Generalizable Training Algorithms for Deep Learning-Based Image Classification
In this project, we review and compare various existing neural network training algorithms. We find that all of the algorithms can successfully optimize the training loss function but they perform differently on unseen data points. We conduct experiments to confirm that Adam and other adaptive moment methods can minimize the training cost function faster than Stochastic Gradient Descent with Momentum (SGDM) for image classification tasks. However, the test accuracy of Adam is significantly worse than SGDM's. We also reproduce Padam, a recently proposed algorithm that combines Adam with SGDM to achieve the best from both by introducing a partial adaptive parameter.

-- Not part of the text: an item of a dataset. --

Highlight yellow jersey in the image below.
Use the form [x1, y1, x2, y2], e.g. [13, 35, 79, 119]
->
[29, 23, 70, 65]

Inspired by the existing algorithms, we propose a new class of algorithms by combining Adam and SGDM. This new class of algorithms includes Adam Switch SGDM and Linear Combination of SGDM and Adam (LCSA). LCSA further contains LCSA with Constant Weighting (LCSA-CW), LCSA with Discontinuous Dynamic Weighting (LCSA-DDW), and LCSA with Continuous Dynamic Weighting (LCSA-CDW).
We demonstrate via experiments that with proper hyperparameter tuning, LCSA-DDW can achieve a better test accuracy than SGDM and maintain a fast training convergence rate as Adam. Besides, LCSA-CW and LCSA-CDW could achieve better test accuracy than Adam while maintaining a fast training convergence rate.